|
Throckmorton Fine Art is proud to present our current exhibition, Diego y Frida: Photographs by Various Photographers. Through the lens of many of their friends and colleagues such as: Bernard Silberstein, Emmy Lou Packard, Nicholas Murray, Leo Matiz, Lucienne Bloch, Florence Arquin, Tina Modotti, and Manuel & Lola Alvarez Bravo, we are invited to share in the twenty-five years of life and work together.
Diego Rivera (1886 – 1957) is not only the most outstanding of contemporary Mexican painters, an artist of unequaled vastness of conception; he is also the most prolific. He stands as the example of a painter who, having assimilated and utilized a great wealth of pictorial experience, from the forerunners of Raphael up to Picasso, creates a style, personal and strong, by which he refreshes ancient wisdom with new ideas and new methods.

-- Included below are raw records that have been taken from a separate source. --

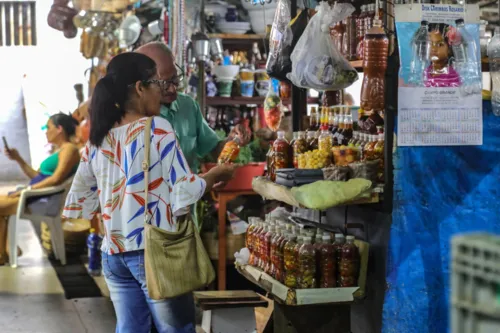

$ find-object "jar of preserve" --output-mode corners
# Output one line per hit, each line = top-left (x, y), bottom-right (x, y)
(318, 126), (333, 154)
(293, 132), (308, 169)
(264, 225), (276, 274)
(299, 236), (316, 289)
(217, 137), (240, 164)
(266, 141), (276, 181)
(317, 235), (337, 288)
(273, 131), (292, 170)
(339, 236), (360, 287)
(283, 234), (298, 288)
(280, 81), (292, 99)
(333, 234), (345, 287)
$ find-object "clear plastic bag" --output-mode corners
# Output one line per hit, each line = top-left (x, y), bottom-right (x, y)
(287, 2), (358, 90)
(266, 0), (308, 81)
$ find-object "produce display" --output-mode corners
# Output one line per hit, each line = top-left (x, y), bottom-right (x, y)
(243, 218), (360, 289)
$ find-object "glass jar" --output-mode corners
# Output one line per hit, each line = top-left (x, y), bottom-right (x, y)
(266, 141), (276, 181)
(317, 235), (337, 288)
(306, 131), (317, 150)
(293, 132), (308, 168)
(280, 81), (292, 99)
(283, 234), (298, 288)
(298, 236), (316, 289)
(273, 131), (292, 170)
(250, 222), (264, 267)
(217, 137), (240, 164)
(340, 236), (360, 287)
(333, 234), (345, 287)
(318, 126), (333, 154)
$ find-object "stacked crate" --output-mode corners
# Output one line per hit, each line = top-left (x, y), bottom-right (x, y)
(451, 234), (500, 333)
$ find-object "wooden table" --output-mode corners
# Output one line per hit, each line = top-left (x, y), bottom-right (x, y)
(217, 190), (258, 290)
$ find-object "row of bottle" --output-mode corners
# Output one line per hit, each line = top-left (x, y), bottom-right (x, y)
(308, 106), (354, 145)
(246, 221), (360, 289)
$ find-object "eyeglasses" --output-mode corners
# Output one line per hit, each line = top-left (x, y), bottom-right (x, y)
(131, 64), (184, 93)
(150, 64), (184, 91)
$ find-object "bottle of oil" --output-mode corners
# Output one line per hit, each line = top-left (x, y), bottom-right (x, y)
(361, 16), (389, 112)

Frida Kahlo (1907 – 1954) It has been repeatedly said, and rightly so, that Frida’s paintings are a courageous and valuable testimony of her own life. What existence is this that has produced a reality of art so stirring, wounding, beset with difficulties, austere, tragic, loving, heartbreaking, and happy in all its varied expressions.
Frida y Diego understood and admired each other. They were like two nutritive forces, and they made a love pact in clauses that nobody but they could conceive of or practice. Their spiritual compenetration was profound and most certainly complex. When Frida died she had been married to Diego for 25 years. Twenty-five years of passion that knew a balance between pity and cruelty, honesty and mystification. Diego’s love had enough genius to nourish Frida’s eagerness to live and to be absorbed in that support, Frida grew productive and embraced Diego tenderly.
"My Diego, my thousand-year-old love.”
—Frida Kahlo
"Frida was the greatest proof of the renaissance of art in Mexico.”